Davalı T.Halk Bankası A.Ş. vekili, müvekkilinin icra takibi sonucu ihale ile taşınmaz satınaldığını, kooperatif üyeliği için talepte bulunmadığını, kooperatif üyeliğinden kaynaklanan borçlardan sorumlu olmadığını savunarak, davanın reddine ve %40 icra inkar tazminatına karar verilmesini istemiştir.
Davalı ... vekili, müvekkilinin kooperatif üyesi olmadığını, üyelik başvurusu olmadan kooperatif tarafından üye olarak kaydının yapıldığını, tapudan taşınmaz satınaldığını, üyelik borçlarından sorumlu tutulamayacağını savunarak, davanın reddini istemiştir.
Mahkemece, davalı bankanın kooperatif üyesi olmadığı, diğer davalının ise genel kurula katılıp divan başkanlığı yaparak zımnen üyeliği kabul ettiği, birikmiş aidat ve faiz borcundan sorumlu olacağı gerekçesi ile T. Halk Bankası A.Ş. yönünden davanın reddine, diğer davalı yönünden kısmen kabulüne karar verilmiştir.
Karar, davacı vekili ve davalı ... vekili tarafından temyiz edilmiştir.
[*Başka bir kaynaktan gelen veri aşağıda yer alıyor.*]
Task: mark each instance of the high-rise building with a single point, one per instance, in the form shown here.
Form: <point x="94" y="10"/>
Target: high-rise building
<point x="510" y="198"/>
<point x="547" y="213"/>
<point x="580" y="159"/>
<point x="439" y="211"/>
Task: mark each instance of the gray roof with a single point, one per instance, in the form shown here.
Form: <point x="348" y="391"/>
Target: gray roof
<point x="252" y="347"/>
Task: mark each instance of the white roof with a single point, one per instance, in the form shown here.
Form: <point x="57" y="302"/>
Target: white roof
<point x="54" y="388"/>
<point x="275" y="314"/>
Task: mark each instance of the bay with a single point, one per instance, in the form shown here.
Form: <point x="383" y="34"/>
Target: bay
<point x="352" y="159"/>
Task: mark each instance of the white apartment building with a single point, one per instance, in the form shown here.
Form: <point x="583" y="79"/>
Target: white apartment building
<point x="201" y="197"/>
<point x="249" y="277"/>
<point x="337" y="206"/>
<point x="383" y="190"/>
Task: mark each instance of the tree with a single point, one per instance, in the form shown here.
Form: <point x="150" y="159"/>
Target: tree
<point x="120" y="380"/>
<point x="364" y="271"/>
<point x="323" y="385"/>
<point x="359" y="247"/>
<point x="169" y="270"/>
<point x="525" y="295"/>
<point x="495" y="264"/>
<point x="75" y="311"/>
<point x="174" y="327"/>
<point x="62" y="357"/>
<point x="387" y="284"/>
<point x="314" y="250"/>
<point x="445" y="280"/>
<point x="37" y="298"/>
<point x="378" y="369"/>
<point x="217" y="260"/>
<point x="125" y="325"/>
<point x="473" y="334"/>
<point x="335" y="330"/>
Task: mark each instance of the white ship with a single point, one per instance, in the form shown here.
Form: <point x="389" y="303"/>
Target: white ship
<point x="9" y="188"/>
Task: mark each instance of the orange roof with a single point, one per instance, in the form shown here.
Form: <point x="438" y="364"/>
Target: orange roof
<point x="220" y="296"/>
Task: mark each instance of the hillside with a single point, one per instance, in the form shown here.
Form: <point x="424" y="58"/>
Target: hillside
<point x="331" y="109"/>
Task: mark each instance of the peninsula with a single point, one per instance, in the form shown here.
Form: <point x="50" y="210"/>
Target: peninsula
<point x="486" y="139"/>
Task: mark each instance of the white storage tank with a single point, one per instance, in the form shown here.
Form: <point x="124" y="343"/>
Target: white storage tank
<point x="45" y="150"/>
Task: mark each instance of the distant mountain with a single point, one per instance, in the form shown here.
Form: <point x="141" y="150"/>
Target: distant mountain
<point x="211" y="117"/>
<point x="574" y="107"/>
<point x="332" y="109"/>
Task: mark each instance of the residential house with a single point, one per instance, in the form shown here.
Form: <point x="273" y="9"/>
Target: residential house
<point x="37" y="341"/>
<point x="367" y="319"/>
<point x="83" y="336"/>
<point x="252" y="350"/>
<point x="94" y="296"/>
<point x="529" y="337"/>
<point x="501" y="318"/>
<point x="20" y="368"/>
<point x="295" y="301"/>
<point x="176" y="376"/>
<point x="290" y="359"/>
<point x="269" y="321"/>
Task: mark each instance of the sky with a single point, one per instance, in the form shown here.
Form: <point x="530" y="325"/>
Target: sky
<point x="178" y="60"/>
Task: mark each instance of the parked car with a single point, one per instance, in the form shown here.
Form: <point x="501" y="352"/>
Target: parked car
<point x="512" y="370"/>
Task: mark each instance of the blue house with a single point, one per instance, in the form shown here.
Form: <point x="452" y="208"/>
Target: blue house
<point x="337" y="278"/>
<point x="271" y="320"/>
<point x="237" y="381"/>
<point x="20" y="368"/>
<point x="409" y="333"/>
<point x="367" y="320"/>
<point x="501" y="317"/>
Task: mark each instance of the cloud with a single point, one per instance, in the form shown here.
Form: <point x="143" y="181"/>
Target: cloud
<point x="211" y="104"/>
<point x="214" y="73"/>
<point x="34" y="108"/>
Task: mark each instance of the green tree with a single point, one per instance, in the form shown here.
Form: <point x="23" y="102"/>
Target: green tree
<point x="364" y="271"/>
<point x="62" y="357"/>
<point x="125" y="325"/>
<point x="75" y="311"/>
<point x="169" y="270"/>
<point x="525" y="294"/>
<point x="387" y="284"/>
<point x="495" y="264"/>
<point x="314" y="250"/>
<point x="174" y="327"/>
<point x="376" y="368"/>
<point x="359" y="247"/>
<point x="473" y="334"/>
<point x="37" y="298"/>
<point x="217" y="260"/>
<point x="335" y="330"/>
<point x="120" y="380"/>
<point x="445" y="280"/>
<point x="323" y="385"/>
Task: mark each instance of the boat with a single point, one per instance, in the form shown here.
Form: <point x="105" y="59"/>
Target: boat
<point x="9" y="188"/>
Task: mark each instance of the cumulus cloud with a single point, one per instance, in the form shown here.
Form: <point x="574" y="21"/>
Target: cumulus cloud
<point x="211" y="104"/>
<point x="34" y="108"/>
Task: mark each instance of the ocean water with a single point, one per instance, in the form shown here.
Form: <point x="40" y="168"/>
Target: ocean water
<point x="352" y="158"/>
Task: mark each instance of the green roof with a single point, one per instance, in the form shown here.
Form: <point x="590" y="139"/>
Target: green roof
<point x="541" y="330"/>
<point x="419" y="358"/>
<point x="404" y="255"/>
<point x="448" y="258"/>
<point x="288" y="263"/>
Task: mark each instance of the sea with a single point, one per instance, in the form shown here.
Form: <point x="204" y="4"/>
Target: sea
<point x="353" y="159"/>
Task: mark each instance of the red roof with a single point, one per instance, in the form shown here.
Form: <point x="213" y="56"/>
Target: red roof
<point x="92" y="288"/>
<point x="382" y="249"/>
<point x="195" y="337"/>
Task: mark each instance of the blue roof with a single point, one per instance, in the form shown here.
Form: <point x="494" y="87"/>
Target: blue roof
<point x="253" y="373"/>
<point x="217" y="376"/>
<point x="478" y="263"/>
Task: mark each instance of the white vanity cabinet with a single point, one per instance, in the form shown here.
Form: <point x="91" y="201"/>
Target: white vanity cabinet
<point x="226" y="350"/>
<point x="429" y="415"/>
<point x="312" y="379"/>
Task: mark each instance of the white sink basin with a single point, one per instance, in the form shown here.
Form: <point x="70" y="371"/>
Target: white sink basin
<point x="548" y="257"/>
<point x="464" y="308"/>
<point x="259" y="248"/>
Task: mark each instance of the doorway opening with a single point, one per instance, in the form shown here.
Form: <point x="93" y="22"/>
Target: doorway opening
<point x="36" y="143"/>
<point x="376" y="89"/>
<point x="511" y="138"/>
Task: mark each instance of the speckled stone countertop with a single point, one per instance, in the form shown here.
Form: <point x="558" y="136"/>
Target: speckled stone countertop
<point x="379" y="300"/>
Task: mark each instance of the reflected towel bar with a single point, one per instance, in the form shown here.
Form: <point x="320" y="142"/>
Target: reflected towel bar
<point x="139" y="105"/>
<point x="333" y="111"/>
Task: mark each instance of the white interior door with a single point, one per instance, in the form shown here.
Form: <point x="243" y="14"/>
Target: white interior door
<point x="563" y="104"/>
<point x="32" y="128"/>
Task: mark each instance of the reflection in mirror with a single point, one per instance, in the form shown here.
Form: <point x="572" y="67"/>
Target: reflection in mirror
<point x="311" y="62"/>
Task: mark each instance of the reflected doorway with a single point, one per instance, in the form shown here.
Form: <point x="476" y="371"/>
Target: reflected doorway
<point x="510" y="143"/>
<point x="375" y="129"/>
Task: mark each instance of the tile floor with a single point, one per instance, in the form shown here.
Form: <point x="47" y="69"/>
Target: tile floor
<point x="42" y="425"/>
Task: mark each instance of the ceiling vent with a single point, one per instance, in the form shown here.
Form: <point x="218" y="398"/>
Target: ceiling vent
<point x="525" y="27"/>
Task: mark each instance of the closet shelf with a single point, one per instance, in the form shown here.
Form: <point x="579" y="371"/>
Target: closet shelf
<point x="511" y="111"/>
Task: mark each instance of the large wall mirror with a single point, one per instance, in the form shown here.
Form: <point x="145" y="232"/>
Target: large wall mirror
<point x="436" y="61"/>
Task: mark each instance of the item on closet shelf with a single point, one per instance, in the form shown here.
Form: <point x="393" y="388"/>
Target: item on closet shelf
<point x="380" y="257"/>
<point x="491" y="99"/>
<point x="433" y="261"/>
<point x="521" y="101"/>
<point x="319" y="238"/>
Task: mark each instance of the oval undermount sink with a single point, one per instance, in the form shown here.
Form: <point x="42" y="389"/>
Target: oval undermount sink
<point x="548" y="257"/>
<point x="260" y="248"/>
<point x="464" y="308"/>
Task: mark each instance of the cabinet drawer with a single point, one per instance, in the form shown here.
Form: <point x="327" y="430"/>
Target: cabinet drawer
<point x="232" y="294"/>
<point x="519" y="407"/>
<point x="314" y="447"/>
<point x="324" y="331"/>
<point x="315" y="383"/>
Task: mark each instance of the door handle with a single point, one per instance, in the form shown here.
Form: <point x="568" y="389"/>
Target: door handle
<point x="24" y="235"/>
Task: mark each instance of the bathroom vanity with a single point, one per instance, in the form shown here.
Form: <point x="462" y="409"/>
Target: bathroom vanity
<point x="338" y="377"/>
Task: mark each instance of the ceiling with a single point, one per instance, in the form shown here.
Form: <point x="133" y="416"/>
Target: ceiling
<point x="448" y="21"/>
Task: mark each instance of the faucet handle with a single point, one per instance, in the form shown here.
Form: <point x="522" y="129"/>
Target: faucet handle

1-Dosyadaki yazılara, kararın dayandığı delillerle gerektirici sebeplere, delillerin takdirinde bir isabetsizlik bulunmamasına göre, taraf vekillerinin aşağıdaki bentlerin kapsamı dışında kalan diğer temyiz itirazları yerinde değildir.
2-Dava, kooperatif ortaklığından kaynaklanan borcun tahsili amacıyla başlatılan takibe vaki itirazın iptaline ilişkindir.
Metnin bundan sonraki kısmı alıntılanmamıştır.